Intense artificial selection contributing to racing performance on chromosome 22

We further investigated the role of those candidates on ECA22 by conducting an association study to evaluate association of SNPs within them to racing performance in Thoroughbred. We estimated effects of SNPs on EBV of the finishing time for independent groups of 240 Thoroughbreds. With a significance threshold after multiple tests being 0.0015, the identified significant SNPs were significantly associated with racing performance. Half of them were positioned in genes (Table 2), including RALGAPA2. Furthermore, we found a long LD block at RALGAPA2 (Figure 3), reflecting strong selection has been acting on the region to have high level of haplotype homozygosity. However, the other half distributed in intergenic regions, suggesting that, even though significant SNPs identified by association studies can be used as genetic markers for breeding value prediction and breeding purpose, it may be difficult to link these markers to the genetic basis underlying the quantitative traits. Thus, there results provide strong evidence that RALGAPA2 plays critical role in improving racing performance in horses.

DISCUSSION

The population differentiation index has the power to detect selection on standing variation as well as on newly selected sites (Innan and Kim, 2008). The relative level of genetic variability around the focal locus is a measure of selection pressure. We identified putative signals of strong artificial selection in Thoroughbred genomes by combining both tests.

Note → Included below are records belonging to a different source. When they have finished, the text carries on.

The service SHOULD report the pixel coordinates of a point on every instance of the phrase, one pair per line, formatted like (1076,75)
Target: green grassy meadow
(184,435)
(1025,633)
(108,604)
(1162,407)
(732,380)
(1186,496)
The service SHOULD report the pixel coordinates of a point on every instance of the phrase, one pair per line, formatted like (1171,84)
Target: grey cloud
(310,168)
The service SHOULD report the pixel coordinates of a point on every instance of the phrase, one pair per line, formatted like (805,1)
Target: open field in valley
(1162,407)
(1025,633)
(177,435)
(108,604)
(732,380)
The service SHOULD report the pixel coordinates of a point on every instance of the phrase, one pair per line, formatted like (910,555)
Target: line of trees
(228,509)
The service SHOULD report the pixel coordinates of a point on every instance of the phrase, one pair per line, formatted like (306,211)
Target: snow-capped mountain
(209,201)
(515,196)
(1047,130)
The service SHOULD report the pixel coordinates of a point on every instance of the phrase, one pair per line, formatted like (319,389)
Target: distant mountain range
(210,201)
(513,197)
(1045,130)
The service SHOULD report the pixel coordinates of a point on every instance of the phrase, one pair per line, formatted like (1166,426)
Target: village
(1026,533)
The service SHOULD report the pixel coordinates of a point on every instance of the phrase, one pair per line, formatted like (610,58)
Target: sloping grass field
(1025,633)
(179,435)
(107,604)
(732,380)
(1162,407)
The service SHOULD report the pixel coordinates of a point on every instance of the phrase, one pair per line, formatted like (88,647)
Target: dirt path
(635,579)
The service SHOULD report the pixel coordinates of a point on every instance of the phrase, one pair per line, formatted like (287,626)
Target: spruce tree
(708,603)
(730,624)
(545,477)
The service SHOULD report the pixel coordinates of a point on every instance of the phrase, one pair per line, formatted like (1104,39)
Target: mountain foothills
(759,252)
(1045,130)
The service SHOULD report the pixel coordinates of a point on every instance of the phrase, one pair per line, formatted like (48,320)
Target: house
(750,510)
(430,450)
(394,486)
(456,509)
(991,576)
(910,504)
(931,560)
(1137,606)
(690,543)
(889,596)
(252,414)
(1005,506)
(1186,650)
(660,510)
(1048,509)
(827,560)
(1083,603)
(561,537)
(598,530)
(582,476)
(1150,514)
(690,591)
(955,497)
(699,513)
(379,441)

Previous gene-centered studies have focused on genetic mechanism related to muscle contents and energy metabolism for racing performance in Thoroughbreds. For example, MSTN is known to be associated with double-muscling phenotype (Kambadur et al., 1997; McPherron and Lee, 1997; Riquetl et al., 1997). This region has a low Fst index (0.08) with low n values in both the Jeju breed (20.17) and Thoroughbred (13.40), suggesting that MSTN could have an essential role in the phenotypes of muscle, and selection has been acting on this before the domestication of horse.

Our results provide strong evidence of the genetic basis for selective breeding for racing performance in horses. We found a large gene cluster around RALGAPA2 in the Thoroughbred genomes. The RalGAPs, [alpha]1, and [alpha]2, are critical for efficient termination of Ral activation induced by extracellular stimuli that recombinant RalGAPl accelerates the guanosine triphosphate hydrolysis rate of RalA by 280,000-fold (Suzuki et al., 2000). Genes within the cluster have a similar function. For example, like RALGAPA2, pallid (PLDN), and Ras and Rab interactor 2 (R1N2) genes encode protein for cellular vehicles or membrane trafficking. 5'-3' Exoribonuclease 2 (XRN2), R1N2, crooked neck pre-mRNA splicing factor 1 (CRNKL1) and PLDN genes are associated with cellular component organization. Insulinoma-associated 1 (INSM1) also plays an essential role in neuronal phenotype in vertebrate hindbrain (Jacob et al., 2009). Therefore, this cluster appears to have an important molecular role in controlling the function of signal trafficking, reflecting artificial selection processes driving them into a tight gene cluster for efficacy of the associated function.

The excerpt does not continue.